Il va sans dire qu’un train de nouvelles taxes, une taxation des plus-values ou un impôt minimum pour les grandes entreprises s’avèrent particulièrement problématiques si l'on veut stimuler l’esprit d’entreprise et/ou convaincre des investisseurs (internationaux). Il existe cependant d’autres recettes. D’abord, cuire le gâteau et le partager ensuite. Plus d’emplois, plus de personnes au travail permettent de réduire les problèmes sociaux, tout en soutenant le budget (plus de recettes, moins de dépenses). L’exécution intégrale du tax shift est une condition absolue pour les employeurs afin de pouvoir continuer de croître, d’investir et d’embaucher. Y toucher serait créer une insécurité juridique et considéré comme une promesse non tenue. Un signal fort et positif concernant l’impôt des sociétés, fondé sur trois piliers, renforcerait la confiance des entrepreneurs. Concrètement, cela implique un taux facial inférieur à 30% à partir de 2018 (comme premier pas vers un taux de 24% ou moins), le maintien de la déduction des intérêts notionnels et l’introduction du concept de consolidation fiscale. Des mesures permettant d’appliquer la participation aux bénéfices des travailleurs de manière plus souple ne peuvent plus faire défaut dans une politique salariale moderne. Le récent projet d’accord du Groupe des 10 sur les périodes d’essai et de préavis réduites et les salaires des jeunes, en application de l’AIP, est également bénéfique à un fonctionnement plus flexible du marché du travail. L’objectif était d’abaisser le seuil d’embauche et de favoriser ainsi les recrutements, ce qui constitue à l’heure actuelle un problème structurel. Cela fait déjà longtemps que la FEB est favorable à une augmentation des investissements productifs dans la mobilité, la digitalisation et l’énergie par exemple, pour renforcer le potentiel de croissance belge. Après des années de sous-investissement, il est grand temps de miser sur des investissements productifs ciblés, sans perdre la situation budgétaire de vue et sans accroître le taux d’endettement déjà élevé. Les entreprises sont prêtes à mettre leur expertise et leur savoir-faire à disposition pour contribuer à la modernisation de l’infrastructure belge.

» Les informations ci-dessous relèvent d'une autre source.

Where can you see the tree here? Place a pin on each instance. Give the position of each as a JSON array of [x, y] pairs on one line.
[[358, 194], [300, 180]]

De très nombreuses mesures ont des incidences budgétaires. Le gouvernement fédéral a reporté le retour à l’équilibre budgétaire à 2018 ou 2019 au motif que nous ne pouvons pas saper la croissance économique. Nous l’avons déjà dit précédemment : que l’équilibre soit atteint en 2018 ou plus tard n’est d’aucune importance du point de vue économique. Il suffit que la trajectoire soit concrétisée de manière crédible sur la base de réformes structurelles, notamment dans le domaine des pensions. Toutefois, nous n’entendons plus beaucoup parler de la refonte de l’appareil public, ou autrement dit, d’économies axées sur un fonctionnement plus efficace des services publics. Ainsi la Banque nationale indique-t-elle dans une étude récente que les pouvoirs publics belges sont très coûteux, alors qu’ils n’offrent qu’une qualité médiocre. Il doit être possible d’offrir un même niveau de qualité avec moins de moyens. En outre, les économies dans les processus de fonctionnement de la sécurité sociale ne doivent plus être un tabou. Des gains d’efficacité de 1 à 2% sur un budget de 80 milliards EUR sont-ils à ce point inconcevables ? Une économie structurelle de 0,8 à 1,5 milliard EUR serait ainsi rapidement réalisée.

Le Premier ministre ne dévoile pas ses cartes. Lorsqu’il les aura abattues sur la table, nous les analyserons en profondeur avec la FEB sur la base des critères précités. Mais nous espérons d’ores et déjà que sur les ‘99 Luftballons’, seuls les bons seront lâchés. Dès que nous aurons une vision claire des mesures gouvernementales, nous ne manquerons pas de faire le point à leur sujet pour vous.

Enfin, j’aimerais profiter de cette newsletter pour souhaiter à vous tous, entrepreneurs, de bonnes vacances bien méritées. Au cours de l’année écoulée, vous avez contribué à offrir un emploi à des dizaines de milliers de personnes et à transformer ainsi la force de travail en pouvoir d’achat. Après les congés, vous allez certainement poursuivre sur cette lancée. Cela mérite le respect de tous.